第31話


 翌日、水郷祭の初日は激暑の好天だった。

 祭りの人出は観光客も含めてまずまずで、町は賑わっていた。


 僕がバイを担当した大阪名物のたこ焼きは、この暑さではそれほど売れなかった。

 だが夜になると少し涼しくなって、客が途切れることがないくらい忙しくなった。


 宍道湖では打ち上げ花火が機関銃のような音を立てて盛大に上がっていた。

 そして花火のクライマックスも終わり、午後十時を過ぎてそろそろ今日は閉めようと思っていたところに、いきなり江美が現れた。


「江美、いったいどうしたの?びっくりするじゃないか」


 江美は少しだけニコッと笑って「もうすぐ終わる?」と言った。


「もう今から片付けだから。どうする?ちょっと待ってくれる」


「分かった。ちょっとそのへんブラブラしてくるから、三十分ほどしたらもう一度来るね」


 明日のバイのために残った食材を丁寧に片付けながら、江美はいったいどうして松江に来たのだろうと考えた。

 身内に何かあったのか、それとも僕に何か緊急の用があるのか、考えてみても想像がつかない。


 最後に会ったのは七月末近くだった。ついこの前のことだ。

 そのときは松江に来るとは言っていなかった。


 単に休みが取れたので驚かそうと思ったのかも知れない。

 それならもちろん嬉しいが、何か急ぎの用件があるのだとすれば、全く見当がつかなかった。

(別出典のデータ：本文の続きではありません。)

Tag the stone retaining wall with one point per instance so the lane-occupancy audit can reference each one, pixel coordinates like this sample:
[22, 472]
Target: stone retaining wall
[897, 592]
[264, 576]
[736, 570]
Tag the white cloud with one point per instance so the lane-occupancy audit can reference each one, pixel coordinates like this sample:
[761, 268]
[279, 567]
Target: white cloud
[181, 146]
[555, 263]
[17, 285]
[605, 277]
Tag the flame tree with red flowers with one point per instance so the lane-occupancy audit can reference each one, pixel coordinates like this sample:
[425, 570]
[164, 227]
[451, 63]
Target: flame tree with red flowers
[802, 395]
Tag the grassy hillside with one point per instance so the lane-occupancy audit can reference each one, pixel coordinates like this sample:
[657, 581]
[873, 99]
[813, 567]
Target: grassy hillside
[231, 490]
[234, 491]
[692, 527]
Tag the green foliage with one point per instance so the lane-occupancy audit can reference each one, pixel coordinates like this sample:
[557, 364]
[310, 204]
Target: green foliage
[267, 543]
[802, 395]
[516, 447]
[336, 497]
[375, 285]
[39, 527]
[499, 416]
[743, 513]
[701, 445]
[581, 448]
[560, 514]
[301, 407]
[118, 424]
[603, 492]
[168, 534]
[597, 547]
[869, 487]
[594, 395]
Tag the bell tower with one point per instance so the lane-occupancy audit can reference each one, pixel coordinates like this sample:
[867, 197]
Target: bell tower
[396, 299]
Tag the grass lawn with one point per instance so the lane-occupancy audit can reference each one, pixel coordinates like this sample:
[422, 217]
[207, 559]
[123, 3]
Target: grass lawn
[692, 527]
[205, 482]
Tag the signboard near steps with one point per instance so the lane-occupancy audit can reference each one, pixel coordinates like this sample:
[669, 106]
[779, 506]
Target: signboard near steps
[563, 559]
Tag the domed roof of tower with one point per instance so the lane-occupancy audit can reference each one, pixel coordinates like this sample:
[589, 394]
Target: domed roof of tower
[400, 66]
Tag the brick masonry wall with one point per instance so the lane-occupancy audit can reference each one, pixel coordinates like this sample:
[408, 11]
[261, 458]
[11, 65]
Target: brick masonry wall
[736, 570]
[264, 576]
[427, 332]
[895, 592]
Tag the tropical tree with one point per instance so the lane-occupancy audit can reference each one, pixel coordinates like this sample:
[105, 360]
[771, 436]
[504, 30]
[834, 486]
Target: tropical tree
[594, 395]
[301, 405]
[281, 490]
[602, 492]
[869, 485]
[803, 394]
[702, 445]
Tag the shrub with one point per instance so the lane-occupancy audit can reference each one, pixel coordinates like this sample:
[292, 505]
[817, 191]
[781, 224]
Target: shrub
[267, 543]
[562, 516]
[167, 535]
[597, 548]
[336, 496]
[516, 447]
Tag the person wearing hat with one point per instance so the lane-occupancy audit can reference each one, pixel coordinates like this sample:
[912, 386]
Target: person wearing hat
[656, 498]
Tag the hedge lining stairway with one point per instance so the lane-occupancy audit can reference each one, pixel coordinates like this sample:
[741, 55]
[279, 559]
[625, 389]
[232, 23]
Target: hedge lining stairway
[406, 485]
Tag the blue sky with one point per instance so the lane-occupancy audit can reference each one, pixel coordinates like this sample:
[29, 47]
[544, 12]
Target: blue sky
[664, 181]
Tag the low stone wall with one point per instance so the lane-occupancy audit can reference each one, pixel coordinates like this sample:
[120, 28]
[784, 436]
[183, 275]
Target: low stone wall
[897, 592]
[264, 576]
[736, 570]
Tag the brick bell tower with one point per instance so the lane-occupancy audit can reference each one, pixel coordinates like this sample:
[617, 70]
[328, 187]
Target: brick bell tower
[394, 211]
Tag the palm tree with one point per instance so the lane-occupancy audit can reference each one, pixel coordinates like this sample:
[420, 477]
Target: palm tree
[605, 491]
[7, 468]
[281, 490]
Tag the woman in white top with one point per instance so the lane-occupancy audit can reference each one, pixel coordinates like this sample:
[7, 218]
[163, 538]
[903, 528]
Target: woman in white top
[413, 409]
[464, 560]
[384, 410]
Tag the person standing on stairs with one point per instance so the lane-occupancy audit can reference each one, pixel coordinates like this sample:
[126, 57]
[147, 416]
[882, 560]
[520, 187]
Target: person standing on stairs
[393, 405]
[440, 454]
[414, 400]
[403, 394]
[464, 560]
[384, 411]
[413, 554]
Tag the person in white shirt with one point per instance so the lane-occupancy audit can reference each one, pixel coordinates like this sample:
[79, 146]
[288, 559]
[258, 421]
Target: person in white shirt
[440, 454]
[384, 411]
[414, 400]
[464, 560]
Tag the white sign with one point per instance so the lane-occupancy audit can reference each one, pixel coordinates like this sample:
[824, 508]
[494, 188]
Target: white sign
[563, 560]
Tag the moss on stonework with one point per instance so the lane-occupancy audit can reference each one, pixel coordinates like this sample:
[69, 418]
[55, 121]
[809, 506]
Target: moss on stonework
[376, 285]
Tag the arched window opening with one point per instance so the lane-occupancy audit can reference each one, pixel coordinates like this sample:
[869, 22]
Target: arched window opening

 江美が戻って来てから、僕は隣でバイをしていたカンさんに「ちょっと友人が来たので今夜は遅くなると岡田さんに言っといてくれますか」と伝言をして、バイネタを預けた。


 それから江美を連れて深夜まで営業している居酒屋へ入った。

 江美は松江市内のビジネスホテルを予約していると言った。


「あれ、ビール飲まないの?」


「うん、私はいいの。温かいお茶がいいわ」


 普段、ビールでもワインでも大好きな江美なのに、この夜は「私はいいから」と言ってお茶しか飲まず、卵焼きを少し口にしただけで食欲もなさそうだった。


「江美、身体の具合でも悪いんじゃないのか?会いに来てくれて嬉しいけど、この前会った時は何も言ってなかったから」


「本当に嬉しい?」


「えっ、当たり前だろ。でも大学の正門で待ち伏せしていたり、こんな仕事先へいきなり現れたり、そのたびに江美に驚かされるね」


 僕は少しおどけて言った。


 だが江美はいつもの快活さがなく、僕の冗談にも全く乗ってこなかった。


「こんな場所で言うのはちょっと嫌なんだけど、でも早く伝えたかったから。どうしよう・・・浩一さえよかったら私の泊まるホテルへちょっと来てくれる?」


「それはいいけど、いったいどうしたんだよ、何か深刻そうな話のようだけど。もしかして僕と別れたいとか言い出すんじゃないだろうね」


 僕はいつもと違う江美のただならない様子に戸惑った。


「違うの、そんなことじゃないの。そんなこと・・・言うわけがないじゃない」


 僕たちは歩いて十分足らずのところにある、江美が予約を入れていたビジネスホテルへ向かった。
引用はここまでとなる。